Protoje and Chronixx have been hailed as roots-reggae revivalists. Watch the video for their single “Who Knows” here.
Vogue magazine recently covered Jamaica’s roots-reggae revival, highlighting the rise of conscious artists such as Protoje, Chronixx, Jesse Royal, Kelissa McDonald, Addis Pablo and Kabaka Pyramid. The youthful infusion of conscious lyrics backed by a full band has sparked a renewed interest in the genre with many millennials; who originally considered reggae their parent’s music. But besides the tempo, the delivery, the language and the philosophy behind the music, what is the difference between reggae and dancehall, from an artists’ perspective?
KingstonToLA recently caught up with DJ Crooks and several musicians to continue exploring the question.
What is the difference between reggae and dancehall?
“In the beginning, it was all reggae, or ska, or mento or whatever was going on at the time. The dancehall was (the name of) the party spot. Evidence can even be gathered from lyrics of the era, when artistes would claim they came to “ram dancehall,” meaning they came to pack out the venue. As music in general evolved, dancehall became branded by the energy level, the rhythm, the content and several other things, but more so … it became (Jamaican) Caribbean party music.
[…] In 2016, dancehall music is all about high energies, merging into EDM like tempos and sounds, sticking to its party culture; it went on to be its own thing though it still falls under the reggae umbrella. Reggae music in 2016 has found its own fusions, drum and bass driven, live instrumentation with a modern feel that’s similar to a merge of DUB and hip-hop with positivism and knowledge,”
DJ Crooks is a staple on the reggae-dancehall scene in Los Angeles, CA. In-between playing sought after sets in Hollywood, Crooks finds time to work as a music producer.
Makonnen Blake Hannah
“Really and truly, dancehall is the child of reggae music just like reggae is a child of ska & rocksteady. Dancehall might be an unruly child but it is still a sub-genre of reggae.
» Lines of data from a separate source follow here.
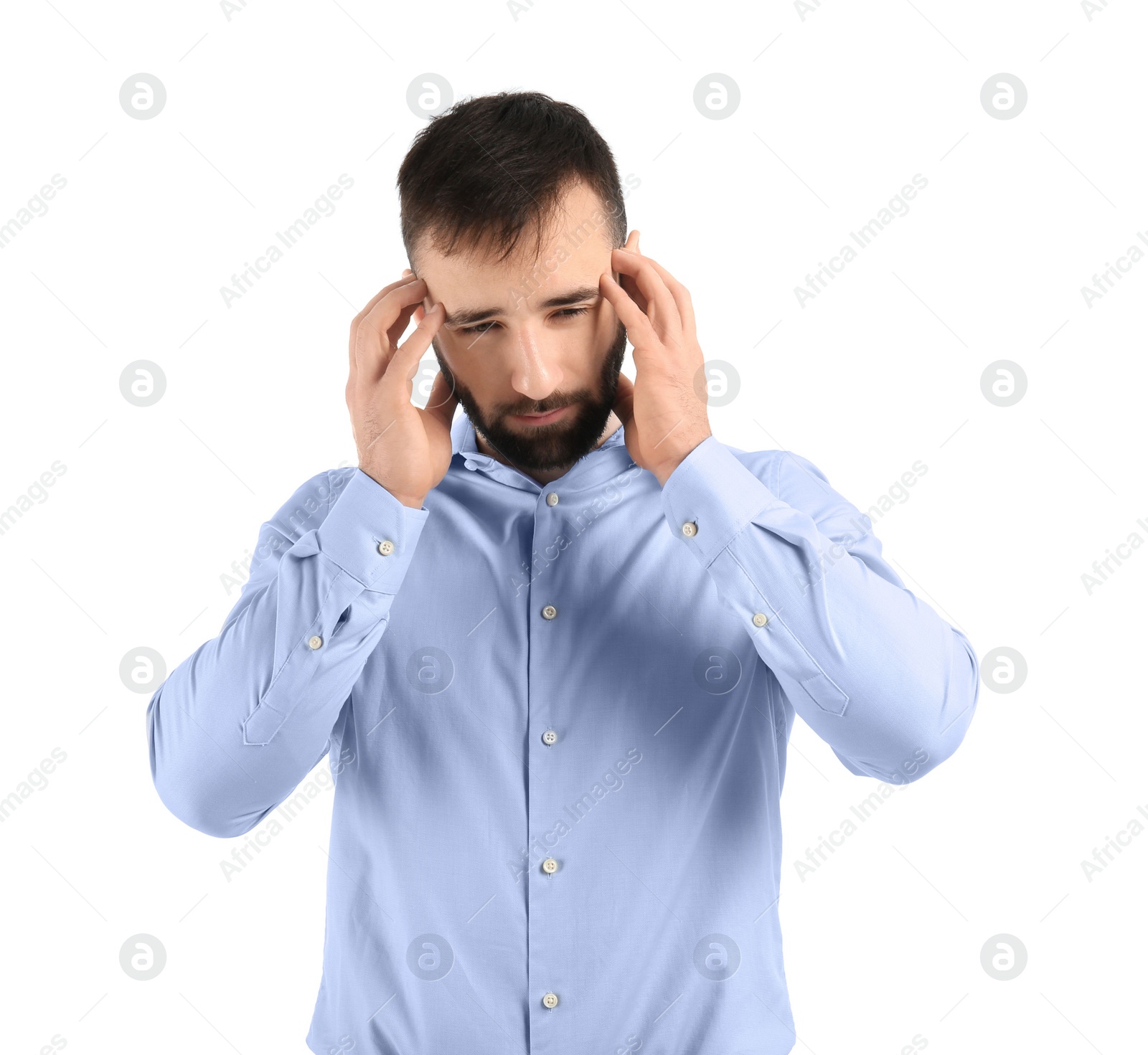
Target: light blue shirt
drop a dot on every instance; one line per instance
(557, 716)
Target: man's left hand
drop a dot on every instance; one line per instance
(660, 410)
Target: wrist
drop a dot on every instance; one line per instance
(664, 471)
(413, 502)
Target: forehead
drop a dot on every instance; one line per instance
(574, 252)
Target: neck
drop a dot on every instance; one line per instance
(545, 476)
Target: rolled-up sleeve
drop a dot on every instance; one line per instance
(238, 724)
(876, 673)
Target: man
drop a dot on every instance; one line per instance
(555, 645)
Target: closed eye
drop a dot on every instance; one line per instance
(484, 327)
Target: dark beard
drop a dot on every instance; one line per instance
(560, 443)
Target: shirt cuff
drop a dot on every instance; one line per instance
(712, 491)
(364, 516)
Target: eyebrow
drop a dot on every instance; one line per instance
(470, 316)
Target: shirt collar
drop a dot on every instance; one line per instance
(600, 465)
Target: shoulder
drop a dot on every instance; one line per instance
(801, 483)
(307, 506)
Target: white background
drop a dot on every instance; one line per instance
(838, 110)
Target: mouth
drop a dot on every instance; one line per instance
(542, 420)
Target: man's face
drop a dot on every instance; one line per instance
(533, 348)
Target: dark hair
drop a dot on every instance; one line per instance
(482, 172)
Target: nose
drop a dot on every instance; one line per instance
(535, 372)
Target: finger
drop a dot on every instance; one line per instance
(367, 311)
(372, 350)
(405, 359)
(664, 315)
(639, 327)
(443, 399)
(395, 333)
(681, 296)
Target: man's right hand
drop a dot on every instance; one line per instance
(403, 448)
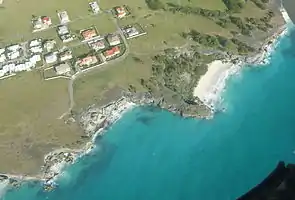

Nuff reggae artistes still dabble in the dancehall world, like Sizzla for example, who was the top artiste in both reggae and dancehall, with other artistes such as Capleton.
Dancehall is still a sub genre of reggae but to me dancehall is more of a classification. Reggae music is in the scope of consciousness, righteousness, inclusion and having fun. Dancehall introduced certain ideas such as the “skin out gyal” ting and “badman ting.” It still has its roots in the reggae music as you still have artistes crying for peace and addressing social injustices, so there’s still social commentary within the dancehall music,”
Follow Jamaican musician Makonnen Blake Hannah @spaceagerasta
“Dancehall, much like hip-hop, was influenced by DJ parties. Just like hip hop, it is berthed from DJs playing segments of songs. Loops. Thus, when you are segmenting music, rather than creating whole pieces of music, you create a more short, hard sound, which is how dancehall is different from reggae,”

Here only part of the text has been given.